The working group used ontological relationships, phenotypes, and homology assertions across a small set of skeletal elements from vertebrate fins and limbs as a test case to identify requirements for making and reasoning over homology assertions. These included both positive (data expected to be returned) and negative (data expected not to be returned) results for particular queries involving phylogenetic and serial homology.  The group developed a number of such queries across subtype (is_a) and partonomy (part_of) relationships.  One example is that without homology assertions a query for phenotypes involving the ‘humerus’ would not retrieve phenotypes for ‘femur’.  Asserting that the ‘forelimb skeleton’ is serially homologous to the ‘hindlimb skeleton’ would not remedy this, because doing so would not imply that their parts (humerus and femur, respectively) would be homologous as well.  Instead, serial homology must be directly asserted between entities, even when they are parts of other already homologous structures (i.e., in this case humerus and femur have to also be directly asserted to be serial homologues).  Conversely, it was determined that homology relations, both serial and phylogenetic, should propagate to subclasses. For example, to return phenotypes for types of both the ‘paired fin skeleton’ and the ‘skeleton of limb’ in a query for either requires asserting phylogenetic homology only for these high-level classes.

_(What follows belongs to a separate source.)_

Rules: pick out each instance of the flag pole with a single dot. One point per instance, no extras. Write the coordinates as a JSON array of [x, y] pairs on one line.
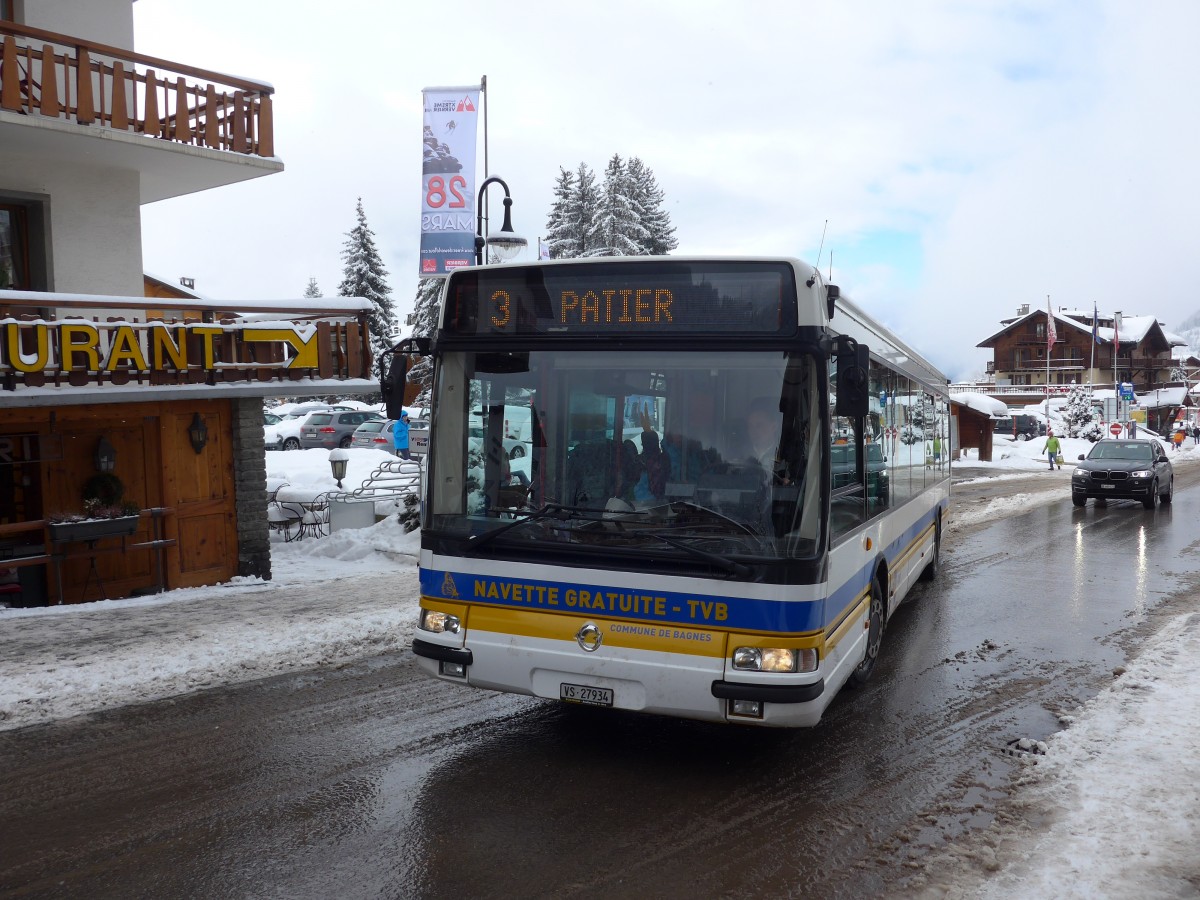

With this assertion propagating to all their subclasses, such as  ‘pectoral fin skeleton’, ‘hindlimb skeleton’, or ‘autopodial skeleton’, phenotypes for any of their subtypes would then also be returned.  The group also discussed how to define the identity of elements of a series consistently and ideally, universally.  The consensus was to specify subsets of digits for different taxa with different conventions, e.g., a basal tetrapod subset and a bird subset.

In summary, as identified at the workshop the requirements for reasoning over both phylogenetic and serial homology turned out to be fully consistent with standard OWL property semantics. Furthermore, the recommendations that emerged from the workshop for defining elements in a repeated series are fully in line with the goal of defining classes in anatomy ontologies such that they can be applied unambiguously, including in a manner that is not inconsistent with knowledge of developmental and evolutionary origin.

Aside from several Phenoscape personnel (Jim Balhoff,  David Blackburn, Alex Dececchi, Hilmar Lapp, Paula Mabee, Chris Mungall), participants in the meeting included Eric KansaHans Larsson and Karen Sears, who were new to the RCN (and Phenoscape). We are grateful to them for helping us work through the questions in a way that kept it grounded in enabling science.